Some operations complete asynchronously. The API returns `202 Accepted` immediately with an operation object, and you poll until the operation reaches a terminal state.

<Mermaid
  chart="
graph TD
A[POST request] -->|202 Accepted| B[Operation object returned]
B -->|Poll GET operation URL| C{Status?}
C -->|EXECUTING| C
C -->|COMPLETE| D[Success — read result]
C -->|FAILED| E[Handle error]
"
/>

Nameserver replacement is the primary async operation in the Domains v3 API. The response includes a `Location` header pointing to the operation URL. Poll that URL until `status` is `COMPLETE` or `FAILED`.

For domain registration, the operation completes synchronously in most cases, but the domain may briefly appear in `EXECUTING` status — particularly for first-time purchases on new accounts.

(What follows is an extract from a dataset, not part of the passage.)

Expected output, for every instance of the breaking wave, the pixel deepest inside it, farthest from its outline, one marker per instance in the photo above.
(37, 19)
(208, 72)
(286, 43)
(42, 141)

Poll `GET /v1/domains/{domain}` until `status` is `ACTIVE`.

## Exponential backoff

For retryable errors (`5xx`, `429` after the wait period), use exponential backoff with jitter rather than fixed-interval retries. Fixed-interval retries from many clients simultaneously create retry storms that make server problems worse.

A simple backoff pattern:

```python
import time, random

def retry_with_backoff(fn, max_attempts=4, base_delay=1.0):
    for attempt in range(max_attempts):
        try:
            return fn()
        except RetryableError as e:
            if attempt == max_attempts - 1:
                raise
            delay = base_delay * (2 ** attempt) + random.uniform(0, 1)
            time.sleep(delay)
```

The delays would be approximately: 1s, 2s, 4s — with up to 1 second of random jitter added to each. This spreads retry load across time and avoids synchronized retry waves.

## Secrets management

PATs are long-lived credentials that grant real access to real accounts. Treat them like passwords:

* Never hardcode tokens in source code or commit them to version control.
* Store tokens in environment variables or a secrets manager (AWS Secrets Manager, HashiCorp Vault, etc.).
* Use separate tokens for separate environments — a production token should never appear in a development codebase.
* Rotate tokens on a regular schedule and immediately on suspected compromise.
* Scope tokens to the minimum permissions required for the integration.